Franzen compared him to the great interpreters of all time, singers like Maria Callas and Judy Garland. Wainwright said he began taking his voice – breath control, stamina, phrasing delivery – much more seriously after he recorded the Grammy-nominated live album “Rufus Does Judy at Carnegie Hall” in 2007, a tribute to his idol.

“There’s a quality in his voice, like Judy’s, that just touches the heart, doesn’t it?” said his friend, Renée Zellweger, who won an Academy Award earlier this year for playing Garland in the film “Judy” and duetted with Wainwright on the soundtrack album. “It’s one thing to sing a song beautifully, and it’s another to make the listener feel the intent of the music. And he does that so brilliantly.”

The show at McCabe’s was one of three during which Wainwright performed mostly covers, which he recorded for another upcoming project, this time for Audible. “Road Trip Elegies: Montreal to New York ” is an audio journey through his past, combining a selection of music that has inspired him and an actual road trip he took with his therapist in October.

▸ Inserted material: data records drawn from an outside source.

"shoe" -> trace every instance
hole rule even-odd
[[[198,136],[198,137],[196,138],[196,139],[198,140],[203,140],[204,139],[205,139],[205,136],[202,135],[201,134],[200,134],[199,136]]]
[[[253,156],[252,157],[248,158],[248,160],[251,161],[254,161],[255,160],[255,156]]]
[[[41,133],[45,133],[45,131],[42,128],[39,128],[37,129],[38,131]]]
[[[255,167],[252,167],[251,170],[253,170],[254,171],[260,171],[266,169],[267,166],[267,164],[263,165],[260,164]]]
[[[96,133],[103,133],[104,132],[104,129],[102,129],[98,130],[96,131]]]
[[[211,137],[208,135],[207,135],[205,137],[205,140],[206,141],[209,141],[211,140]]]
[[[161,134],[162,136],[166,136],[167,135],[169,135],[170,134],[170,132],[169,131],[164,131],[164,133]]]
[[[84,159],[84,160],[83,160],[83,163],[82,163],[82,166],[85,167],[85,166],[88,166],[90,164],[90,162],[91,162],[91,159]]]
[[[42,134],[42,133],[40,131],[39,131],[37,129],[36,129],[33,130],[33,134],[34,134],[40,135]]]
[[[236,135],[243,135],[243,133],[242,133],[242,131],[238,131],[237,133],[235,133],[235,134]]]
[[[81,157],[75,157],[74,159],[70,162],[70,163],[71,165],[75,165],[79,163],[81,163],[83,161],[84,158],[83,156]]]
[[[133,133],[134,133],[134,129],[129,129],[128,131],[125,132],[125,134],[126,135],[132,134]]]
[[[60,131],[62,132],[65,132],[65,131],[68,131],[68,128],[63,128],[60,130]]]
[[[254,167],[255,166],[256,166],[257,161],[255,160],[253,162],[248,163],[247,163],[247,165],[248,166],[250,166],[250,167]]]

Wainwright thought that their hours of recorded conversation would go into familiar wounds like his parents’ divorce, but they ended up drifting down unexpected avenues – like thinking about his grandparents “and this generational saga that has been very exposed over the years.”

His paternal grandfather, Loudon Wainwright Jr., was a columnist for Life magazine. In his 2018 Netflix theater show, “Surviving Twin,” Wainwright III performs some of those columns, and ties one of them to his relationship with Rufus.

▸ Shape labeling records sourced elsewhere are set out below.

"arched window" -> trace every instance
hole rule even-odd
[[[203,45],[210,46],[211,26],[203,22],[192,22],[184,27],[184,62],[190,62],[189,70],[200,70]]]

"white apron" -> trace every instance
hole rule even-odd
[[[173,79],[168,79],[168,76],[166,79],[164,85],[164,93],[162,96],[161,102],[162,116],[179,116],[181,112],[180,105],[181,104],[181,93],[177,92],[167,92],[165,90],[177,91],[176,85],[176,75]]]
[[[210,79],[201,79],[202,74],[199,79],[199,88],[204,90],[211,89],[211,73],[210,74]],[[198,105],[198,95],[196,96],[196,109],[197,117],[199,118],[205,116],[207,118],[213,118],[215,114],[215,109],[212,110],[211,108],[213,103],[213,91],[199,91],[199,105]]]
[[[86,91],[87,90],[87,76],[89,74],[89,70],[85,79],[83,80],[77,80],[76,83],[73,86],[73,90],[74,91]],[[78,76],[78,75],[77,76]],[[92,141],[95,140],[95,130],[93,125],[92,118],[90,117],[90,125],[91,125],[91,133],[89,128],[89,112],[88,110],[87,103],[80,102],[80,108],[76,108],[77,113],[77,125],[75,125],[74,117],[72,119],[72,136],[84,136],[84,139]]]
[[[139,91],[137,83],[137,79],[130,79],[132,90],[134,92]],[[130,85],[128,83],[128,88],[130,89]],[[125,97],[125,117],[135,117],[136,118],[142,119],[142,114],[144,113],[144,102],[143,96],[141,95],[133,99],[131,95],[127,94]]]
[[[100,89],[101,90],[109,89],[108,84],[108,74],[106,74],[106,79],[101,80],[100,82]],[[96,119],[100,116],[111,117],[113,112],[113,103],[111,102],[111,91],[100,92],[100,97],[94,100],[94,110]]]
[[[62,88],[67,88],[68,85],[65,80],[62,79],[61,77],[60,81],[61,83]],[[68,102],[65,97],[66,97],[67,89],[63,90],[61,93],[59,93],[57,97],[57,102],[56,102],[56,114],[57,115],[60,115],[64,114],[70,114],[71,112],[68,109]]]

“On the basis of the way things are with my children,” Rufus’ father said, reading the words of his grandfather, “I doubt that the length of the acquaintance necessarily makes it easier for loved ones to know you better – or for you to know them. The past keeps getting in the way. But change is possible, and I’d like to begin work on some sort of updated realigned model for our connection, something that reflects not so much what we all were, or think we were, but what we have become.”